00:15:10.220 | Now another thing that you might want to add here is, let's say maybe we do want the word
00:15:19.780 | way, but we also want to specify that we actually don't want any records that contain the word
00:15:27.260 | bananas.
00:15:28.620 | And again, we can still use the and statement here.
00:15:32.620 | And the only thing we actually need to change is we have to add a not equals ne to the bananas
00:15:42.820 | condition.
00:15:43.820 | And this will invert that single condition here.

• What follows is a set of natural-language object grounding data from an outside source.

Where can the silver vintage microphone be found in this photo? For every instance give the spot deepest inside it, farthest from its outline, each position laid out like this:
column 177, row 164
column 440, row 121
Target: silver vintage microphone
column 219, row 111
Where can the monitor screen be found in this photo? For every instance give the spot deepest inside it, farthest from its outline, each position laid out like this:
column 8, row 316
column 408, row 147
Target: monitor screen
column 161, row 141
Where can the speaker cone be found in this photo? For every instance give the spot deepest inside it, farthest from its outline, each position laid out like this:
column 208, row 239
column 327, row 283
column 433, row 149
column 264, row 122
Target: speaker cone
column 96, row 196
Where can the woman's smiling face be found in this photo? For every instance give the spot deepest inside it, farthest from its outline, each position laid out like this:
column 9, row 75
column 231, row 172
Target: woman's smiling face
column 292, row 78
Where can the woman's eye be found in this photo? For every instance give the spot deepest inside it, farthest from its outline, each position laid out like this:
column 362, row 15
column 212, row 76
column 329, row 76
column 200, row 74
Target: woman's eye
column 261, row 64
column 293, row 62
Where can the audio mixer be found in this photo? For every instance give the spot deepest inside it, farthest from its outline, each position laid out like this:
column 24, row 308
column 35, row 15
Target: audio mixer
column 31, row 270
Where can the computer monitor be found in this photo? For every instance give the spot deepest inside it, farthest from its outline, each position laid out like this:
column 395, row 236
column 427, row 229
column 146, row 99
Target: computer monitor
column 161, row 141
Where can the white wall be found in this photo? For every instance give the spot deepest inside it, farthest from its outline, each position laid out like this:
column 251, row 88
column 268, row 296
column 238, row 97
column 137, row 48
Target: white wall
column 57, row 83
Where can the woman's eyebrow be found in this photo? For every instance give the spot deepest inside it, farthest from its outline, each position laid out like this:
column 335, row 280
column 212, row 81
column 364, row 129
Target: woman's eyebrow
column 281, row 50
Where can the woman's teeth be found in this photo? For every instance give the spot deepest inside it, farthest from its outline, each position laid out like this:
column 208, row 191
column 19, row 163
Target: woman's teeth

00:15:48.180 | Okay, so now we're searching for any records that do not contain bananas and contain the
00:15:56.980 | word way.
00:15:59.040 | So we execute that and we'll see that there's only actually one of those.
00:16:03.260 | So there's only one sentence that contains the word way and does not contain the word
00:16:08.420 | bananas.
00:16:10.300 | And what if we'd like to negate both of these?
00:16:14.500 | Well, we could just add this, this any to the way condition as well, or what is simpler
00:16:23.340 | using the not in modifier.
00:16:27.940 | So actually what we can do is we'll come up here and you see we have the, we have the
00:16:34.700 | in modifier here.
00:16:37.380 | Very very similar.
00:16:38.380 | All we need to do is bring that down here and replace in with not in.
00:16:44.940 | And if we then search, what we're doing here is searching for any records that do not contain
00:16:52.380 | the word bananas or the word way.
00:16:56.420 | So here we're saying any sentences that contain just one of these words, we're not interested,
00:17:03.220 | we exclude those.
00:17:04.580 | So that's it for this introduction to hybrid search using both semantic search and keyword
00:17:11.780 | search in Pinecone.
00:17:14.380 | We hope that this has been useful and we'll see you in the next video.